Payment fraud – Leoni case
| 30-08-2016 | Udo Rademakers |
At the 5th of August I wrote an article regarding payment fraud. Not even two weeks later, Leoni, an automotive company in Germany with EUR 4.5b turnover, has been the victim of massive fraud where USD 40m has been wired … to a crime organization. “Leoni realized it had become the victim of fraudulent activity with the help of falsified documents and identities and the use of electronic communication channels,” the firm said. (source: dw.com)
Most probably, this has been done via the so called “Fake President Fraud”: an employee receives a top secret message from the “CEO” with the instruction not to discuss this request with anyone else and to make a high value wire (to an account abroad). Obviously, the money flows into a crime organization.
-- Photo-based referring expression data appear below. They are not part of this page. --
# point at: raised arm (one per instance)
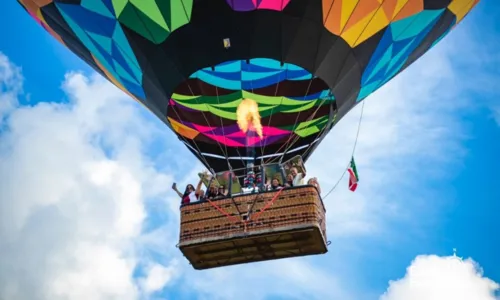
(198, 187)
(174, 187)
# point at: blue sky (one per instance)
(104, 223)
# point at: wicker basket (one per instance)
(242, 229)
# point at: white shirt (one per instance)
(298, 179)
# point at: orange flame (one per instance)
(248, 116)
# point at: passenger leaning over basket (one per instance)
(298, 178)
(314, 182)
(275, 184)
(189, 194)
(289, 180)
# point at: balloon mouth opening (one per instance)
(248, 118)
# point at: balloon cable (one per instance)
(352, 153)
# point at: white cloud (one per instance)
(158, 277)
(75, 183)
(432, 277)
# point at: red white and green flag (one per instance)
(353, 176)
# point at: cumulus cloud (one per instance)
(74, 192)
(432, 277)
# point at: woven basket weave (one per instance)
(294, 206)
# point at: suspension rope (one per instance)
(352, 153)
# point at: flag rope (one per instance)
(352, 154)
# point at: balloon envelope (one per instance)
(305, 62)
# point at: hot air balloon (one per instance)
(248, 85)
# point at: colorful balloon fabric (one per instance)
(305, 62)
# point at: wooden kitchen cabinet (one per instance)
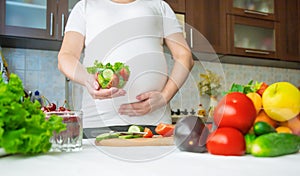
(290, 30)
(177, 5)
(253, 28)
(262, 9)
(37, 19)
(252, 37)
(206, 30)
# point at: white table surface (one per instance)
(148, 161)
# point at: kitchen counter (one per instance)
(166, 160)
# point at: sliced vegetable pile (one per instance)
(258, 119)
(110, 75)
(23, 127)
(136, 131)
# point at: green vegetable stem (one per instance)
(24, 128)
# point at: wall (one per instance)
(38, 70)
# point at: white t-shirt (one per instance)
(132, 33)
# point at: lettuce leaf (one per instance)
(24, 128)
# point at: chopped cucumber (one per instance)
(261, 128)
(275, 144)
(108, 74)
(135, 128)
(107, 136)
(129, 136)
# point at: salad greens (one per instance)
(99, 66)
(24, 128)
(250, 87)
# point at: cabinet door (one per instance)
(64, 9)
(207, 21)
(177, 5)
(290, 35)
(29, 18)
(252, 37)
(264, 9)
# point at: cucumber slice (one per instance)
(108, 74)
(107, 136)
(135, 129)
(275, 144)
(129, 136)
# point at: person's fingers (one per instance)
(139, 108)
(144, 96)
(105, 93)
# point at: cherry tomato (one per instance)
(226, 141)
(235, 110)
(262, 88)
(148, 134)
(165, 130)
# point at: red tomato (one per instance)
(148, 134)
(235, 110)
(262, 88)
(165, 130)
(226, 141)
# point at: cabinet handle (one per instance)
(255, 13)
(51, 24)
(257, 52)
(191, 38)
(62, 24)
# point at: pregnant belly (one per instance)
(148, 72)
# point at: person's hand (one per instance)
(96, 92)
(148, 102)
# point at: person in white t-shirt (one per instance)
(134, 32)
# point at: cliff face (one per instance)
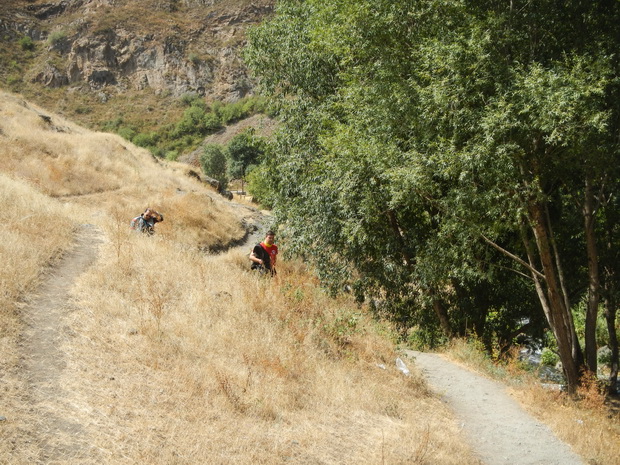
(112, 47)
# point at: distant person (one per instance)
(265, 254)
(146, 221)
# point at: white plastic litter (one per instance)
(402, 367)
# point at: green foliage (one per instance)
(244, 150)
(214, 164)
(126, 132)
(146, 140)
(26, 43)
(190, 98)
(549, 358)
(56, 37)
(419, 141)
(259, 186)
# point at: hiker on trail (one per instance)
(264, 255)
(146, 221)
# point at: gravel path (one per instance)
(57, 428)
(500, 431)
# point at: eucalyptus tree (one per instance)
(428, 144)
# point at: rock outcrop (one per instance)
(169, 46)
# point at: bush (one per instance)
(26, 43)
(189, 98)
(145, 140)
(126, 133)
(214, 164)
(549, 358)
(56, 37)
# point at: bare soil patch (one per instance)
(57, 430)
(500, 431)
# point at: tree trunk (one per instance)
(442, 314)
(610, 315)
(593, 278)
(559, 317)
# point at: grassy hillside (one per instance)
(203, 37)
(175, 355)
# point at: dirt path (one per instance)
(48, 314)
(500, 431)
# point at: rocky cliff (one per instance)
(107, 48)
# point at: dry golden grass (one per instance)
(586, 422)
(174, 355)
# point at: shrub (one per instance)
(126, 133)
(145, 139)
(213, 162)
(56, 37)
(26, 43)
(548, 357)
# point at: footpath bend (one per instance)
(500, 430)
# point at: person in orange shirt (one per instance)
(264, 255)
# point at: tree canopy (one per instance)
(451, 160)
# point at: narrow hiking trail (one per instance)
(59, 423)
(499, 430)
(63, 423)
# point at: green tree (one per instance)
(244, 150)
(214, 164)
(430, 144)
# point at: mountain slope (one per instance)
(97, 60)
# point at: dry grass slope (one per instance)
(173, 355)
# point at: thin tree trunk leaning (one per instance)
(610, 316)
(559, 317)
(593, 278)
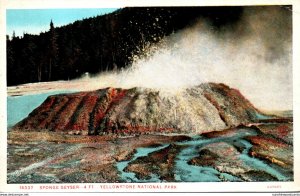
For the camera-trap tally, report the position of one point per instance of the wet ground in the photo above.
(259, 153)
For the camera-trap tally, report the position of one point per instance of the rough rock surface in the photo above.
(204, 108)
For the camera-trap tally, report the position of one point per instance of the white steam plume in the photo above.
(254, 57)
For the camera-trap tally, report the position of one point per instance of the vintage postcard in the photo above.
(133, 96)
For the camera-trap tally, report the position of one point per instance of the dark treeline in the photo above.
(100, 43)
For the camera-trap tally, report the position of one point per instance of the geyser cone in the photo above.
(204, 108)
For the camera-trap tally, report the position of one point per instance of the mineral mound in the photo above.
(204, 108)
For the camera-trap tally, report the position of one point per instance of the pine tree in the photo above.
(53, 50)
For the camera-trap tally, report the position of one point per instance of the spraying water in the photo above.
(254, 56)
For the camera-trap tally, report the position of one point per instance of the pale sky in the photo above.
(35, 21)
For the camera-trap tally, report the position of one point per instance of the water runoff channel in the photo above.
(185, 172)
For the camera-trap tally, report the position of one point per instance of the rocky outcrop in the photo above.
(204, 108)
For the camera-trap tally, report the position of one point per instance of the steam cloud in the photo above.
(253, 55)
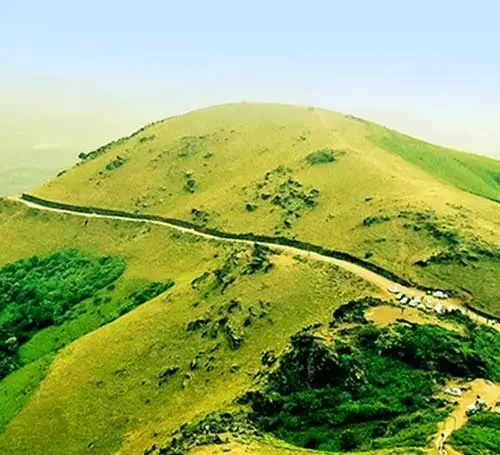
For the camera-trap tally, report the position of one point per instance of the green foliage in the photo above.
(39, 292)
(435, 349)
(371, 220)
(149, 138)
(145, 293)
(344, 396)
(116, 163)
(371, 388)
(323, 156)
(473, 173)
(479, 436)
(192, 145)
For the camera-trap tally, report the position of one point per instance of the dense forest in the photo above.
(40, 291)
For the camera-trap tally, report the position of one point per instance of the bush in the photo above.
(39, 292)
(322, 156)
(479, 436)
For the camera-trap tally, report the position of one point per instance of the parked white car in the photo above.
(454, 391)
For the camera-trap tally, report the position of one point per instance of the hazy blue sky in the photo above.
(73, 75)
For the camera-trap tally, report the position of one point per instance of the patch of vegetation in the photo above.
(116, 163)
(323, 156)
(192, 145)
(213, 429)
(200, 216)
(39, 292)
(371, 220)
(280, 191)
(190, 182)
(479, 436)
(259, 260)
(143, 294)
(369, 388)
(473, 173)
(149, 138)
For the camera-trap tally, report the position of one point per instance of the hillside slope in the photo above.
(425, 212)
(104, 392)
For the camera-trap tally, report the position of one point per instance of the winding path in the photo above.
(489, 390)
(379, 277)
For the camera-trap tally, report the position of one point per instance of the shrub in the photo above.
(322, 156)
(40, 291)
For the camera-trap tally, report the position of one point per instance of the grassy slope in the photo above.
(472, 173)
(241, 142)
(102, 392)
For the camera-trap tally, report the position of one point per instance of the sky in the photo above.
(76, 74)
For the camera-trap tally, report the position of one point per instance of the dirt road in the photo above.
(376, 279)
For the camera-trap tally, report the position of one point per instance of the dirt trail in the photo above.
(378, 280)
(486, 390)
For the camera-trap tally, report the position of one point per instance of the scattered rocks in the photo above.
(165, 375)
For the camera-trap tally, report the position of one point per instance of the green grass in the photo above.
(370, 388)
(16, 389)
(258, 178)
(479, 436)
(472, 173)
(118, 366)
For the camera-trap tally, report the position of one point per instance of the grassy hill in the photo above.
(116, 335)
(310, 174)
(103, 390)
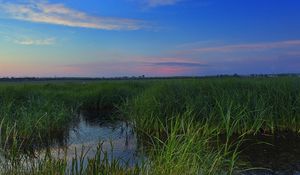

Currently I am working in Germany where one sees (including myself) an increase in these kinds of attempts. I suspect that most of the cases don’t make it into the paper however.
I refer to my article what measurements could be taken to avoid payment fraud, but would advise corporates as well to make a “quick scan”, as a lack of transparency and decentralization of payments increases the opportunity for fraud and cybercrime:
1. Do you centrally manage and control payment workflows?
2. Are payment workflows consistent within the group?
3. How many payment initiation systems do you run within your group and are limits and processes aligned?
4. Do you link your payments to your Cash flow forecast?
If all of the above questions can be answered with “yes” and the payment systems are limited, some risks are reduced and therewith “Leoni-cases” will hopefully be avoided.